Hol Horse just grabbed the money and threw it at Tuco. The drug dealer caught it and looked at it for a while. Then turned his eyes to stare at the cowboy.
“What do you want?” Tuco angrily said.
“I want the Swedish fish and the meth,” Hol Horse said bluntly, his voice sounding cold and intimidating like Shrek's as he looked at Tuco's eyes. “Do that and me and Sel will never bother you again. I promise Tuco. That's all I want,”
Tuco grumbled, pulled out a bag of METH AND SWEDISH FISH, and passed it to the cowboy. Who came along and caught it? Putting it in his pocket and saying, “Pleasure doing business with you Mr. Salamanca,”
“Whatever you cowboy f#ck.

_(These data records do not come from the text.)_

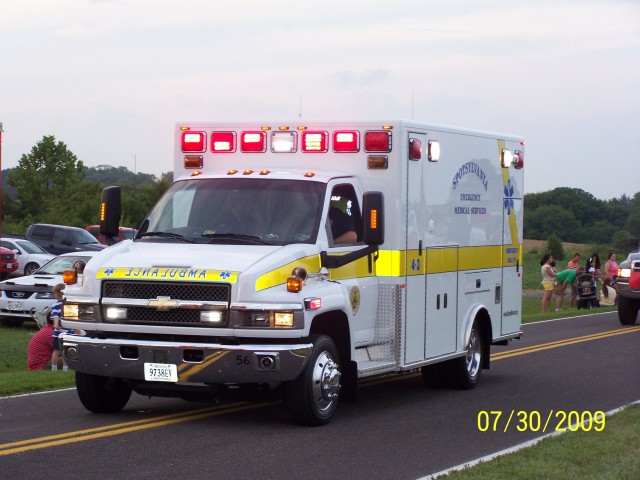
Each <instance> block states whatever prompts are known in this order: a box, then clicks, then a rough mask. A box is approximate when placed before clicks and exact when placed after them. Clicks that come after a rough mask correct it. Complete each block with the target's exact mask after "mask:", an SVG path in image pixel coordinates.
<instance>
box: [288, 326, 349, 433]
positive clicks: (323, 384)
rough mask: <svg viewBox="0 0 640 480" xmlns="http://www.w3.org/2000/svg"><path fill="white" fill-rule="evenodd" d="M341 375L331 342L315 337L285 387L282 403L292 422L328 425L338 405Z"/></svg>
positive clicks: (323, 335)
mask: <svg viewBox="0 0 640 480" xmlns="http://www.w3.org/2000/svg"><path fill="white" fill-rule="evenodd" d="M341 376H342V374H341V372H340V366H339V364H338V351H337V349H336V346H335V344H334V343H333V340H331V339H330V338H329V337H327V336H324V335H322V336H318V337H315V338H314V339H313V350H312V352H311V356H310V358H309V361H308V363H307V365H306V366H305V368H304V370H303V371H302V373H301V374H300V376H299V377H298V378H296V379H295V380H293V381H291V382H288V383H286V384H285V401H286V403H287V405H288V407H289V409H290V410H291V412H292V414H293V417H294V419H295V420H296V421H297V422H298V423H301V424H303V425H313V426H315V425H325V424H327V423H329V421H330V420H331V418H332V417H333V414H334V412H335V410H336V407H337V406H338V398H339V395H340V388H341V386H342V385H341V383H340V379H341Z"/></svg>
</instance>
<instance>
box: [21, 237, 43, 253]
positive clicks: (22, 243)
mask: <svg viewBox="0 0 640 480" xmlns="http://www.w3.org/2000/svg"><path fill="white" fill-rule="evenodd" d="M17 243H18V244H20V246H21V247H22V249H23V250H24V251H25V252H27V253H44V254H45V255H49V252H47V251H46V250H45V249H43V248H42V247H41V246H40V245H36V244H35V243H33V242H29V241H28V240H21V241H19V242H17Z"/></svg>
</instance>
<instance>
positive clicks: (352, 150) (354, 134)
mask: <svg viewBox="0 0 640 480" xmlns="http://www.w3.org/2000/svg"><path fill="white" fill-rule="evenodd" d="M333 151H334V152H359V151H360V134H359V132H357V131H346V130H342V131H335V132H333Z"/></svg>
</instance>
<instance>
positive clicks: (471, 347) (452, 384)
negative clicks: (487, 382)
mask: <svg viewBox="0 0 640 480" xmlns="http://www.w3.org/2000/svg"><path fill="white" fill-rule="evenodd" d="M481 333H482V332H481V331H480V327H479V326H478V324H477V323H476V322H474V323H473V326H472V327H471V335H470V338H469V349H468V350H467V354H466V355H465V356H464V357H459V358H455V359H453V360H450V361H449V362H447V363H448V364H449V368H450V372H449V373H450V375H449V380H450V382H451V385H452V386H453V387H455V388H459V389H461V390H471V389H472V388H475V386H476V385H477V384H478V381H479V380H480V374H481V373H482V362H483V359H484V352H485V345H484V344H483V342H482V335H481Z"/></svg>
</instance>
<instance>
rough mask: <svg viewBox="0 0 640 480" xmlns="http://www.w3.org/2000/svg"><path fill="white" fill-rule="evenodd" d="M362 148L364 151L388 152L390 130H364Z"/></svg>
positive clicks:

Get out of my sight,” Tuco yelled while stomping the ever-loving shit out of Selever for a minute. “And get this brat out of my sight! You're bothering my dealers!”
Hol Horse nodded and walked over, picking up Selever and leaving a confused Walter and Jesse to see the utter carnage that happened.
All Jesse could say was “WHAT THE HELL HAPPENED?!”
Aftermath:
Jotaro Kujo sighed as he stared at the floor. The stand user has been working for Gustavo Fring’s drug empire for many years. The man sighed, pulling out a cigarette to smoke a little as he heard the news from the back of the Los Pollos Hermanos chicken restaurant. Curiosity got the better of him. So he walked over to see what happened.
He threw away the cigarette as he went inside. It was closing time at the restaurant. Jotaro saw this boss: Gustavo Fring talking with Ruv as they sat near one of the booths.
“My son got beat to a pulp by Tuco Salamanca somehow,” Ruv said with a chuckle as he looked at Gus with a… lustful gaze. No, no it can't be. It can't be! Is that Jotaro's canon event? To find out his boss is doing this with one of his employees. “To be fair, I hated him and wished he'd die. But my future ex-wife is trying to get me to care. So I guess I had to get along though,”
Gus only chuckled and went over to kiss Ruv's cheek.
JOTARO KNEW IT! HE GOD DAMN KNEW IT! THEY WERE DATING! REALLY? THIS IS CANON!? OH GOD!
“Don't worry Ruv… We'll beat all of them,” Gus said softly, “Your family, the Salamancas. They're all going to be gone soon. We will make our empire a reality. Like how that one time I framed someone for tax fraud!”
The End?!
@Dictator Red @TheGuyWhoMakesAnimeArtOrSomething @Babysharkboss2 I don't know why I wrote that weird ass aftermath Imma be honest.